Jan Boland Coetzee
- Born: Johannes Hermanus Hugo Coetzee 20 January 1945 Porterville, Cape Province, Union of South Africa
- Died: 12 September 2025 (aged 80) South Africa
- Height: 1.80 m (5 ft 11 in)
- Weight: 90 kg (198 lb)
- School: Swartland High School
- University: Stellenbosch University

Rugby union career

Amateur team(s)
- Years: Team / Apps / (Points)
- Maties

Provincial / State sides
- Years: Team / Apps / (Points)
- 1967–1979: Western Province / 127

International career
- Years: Team / Apps / (Points)
- 1974–1976: South Africa / 6

= Jan Boland Coetzee =

South African rugby union footballer (1945–2025)

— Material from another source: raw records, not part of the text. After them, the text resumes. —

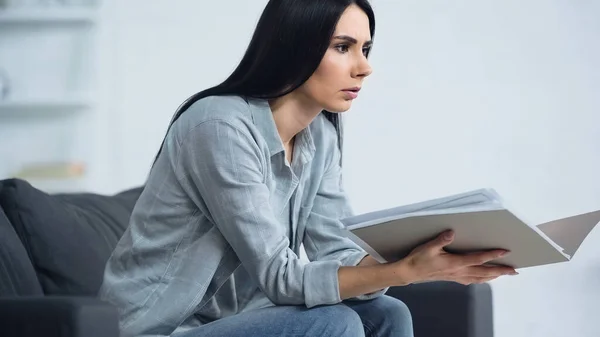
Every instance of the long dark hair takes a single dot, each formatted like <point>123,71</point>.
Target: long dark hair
<point>289,41</point>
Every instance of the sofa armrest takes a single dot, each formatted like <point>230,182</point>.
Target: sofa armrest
<point>448,309</point>
<point>57,317</point>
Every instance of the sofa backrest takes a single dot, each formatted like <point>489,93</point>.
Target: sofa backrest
<point>67,237</point>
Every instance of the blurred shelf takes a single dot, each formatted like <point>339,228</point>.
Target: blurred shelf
<point>45,105</point>
<point>66,185</point>
<point>47,15</point>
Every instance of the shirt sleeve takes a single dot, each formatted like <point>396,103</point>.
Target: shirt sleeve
<point>324,237</point>
<point>220,166</point>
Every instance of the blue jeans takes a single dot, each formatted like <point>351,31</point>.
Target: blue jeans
<point>383,316</point>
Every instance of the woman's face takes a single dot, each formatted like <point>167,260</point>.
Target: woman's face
<point>344,66</point>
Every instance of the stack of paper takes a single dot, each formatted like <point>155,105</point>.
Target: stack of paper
<point>480,220</point>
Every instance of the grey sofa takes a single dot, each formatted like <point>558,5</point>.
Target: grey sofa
<point>52,254</point>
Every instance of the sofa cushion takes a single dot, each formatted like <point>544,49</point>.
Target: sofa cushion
<point>17,277</point>
<point>69,237</point>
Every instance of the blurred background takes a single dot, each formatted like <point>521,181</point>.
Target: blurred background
<point>464,94</point>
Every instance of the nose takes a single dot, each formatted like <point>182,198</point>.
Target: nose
<point>362,68</point>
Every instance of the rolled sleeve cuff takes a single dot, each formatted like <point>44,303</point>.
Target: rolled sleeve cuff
<point>353,260</point>
<point>321,284</point>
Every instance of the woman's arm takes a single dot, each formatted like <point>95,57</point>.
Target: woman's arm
<point>220,166</point>
<point>428,262</point>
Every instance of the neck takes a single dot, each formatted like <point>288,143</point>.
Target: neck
<point>292,114</point>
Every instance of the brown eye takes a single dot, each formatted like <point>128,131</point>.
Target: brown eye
<point>342,48</point>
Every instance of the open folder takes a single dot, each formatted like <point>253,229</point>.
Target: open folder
<point>480,220</point>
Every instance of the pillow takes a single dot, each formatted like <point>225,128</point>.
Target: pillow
<point>17,277</point>
<point>69,237</point>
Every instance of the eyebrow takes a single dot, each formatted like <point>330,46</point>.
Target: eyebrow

 Johannes Hermanus Hugo "Jan Boland" Coetzee (20 January 1945 – 12 September 2025) was a South African rugby union player and wine maker. He was a wine farmer and winemaker at his farm Vriesenhof, in the Stellenbosch region.

==Playing career==
Coetzee enrolled at Stellenbosch University in 1963 for a degree in Oenology and started playing rugby for the university's under 18 team, of which he was also captain. He continued to play for the Maties rugby club and was also their captain on a regular basis until 1979. Coetzee made his provincial debut for Western Province in 1967 and played in 127 matches, scoring 37 tries for the union.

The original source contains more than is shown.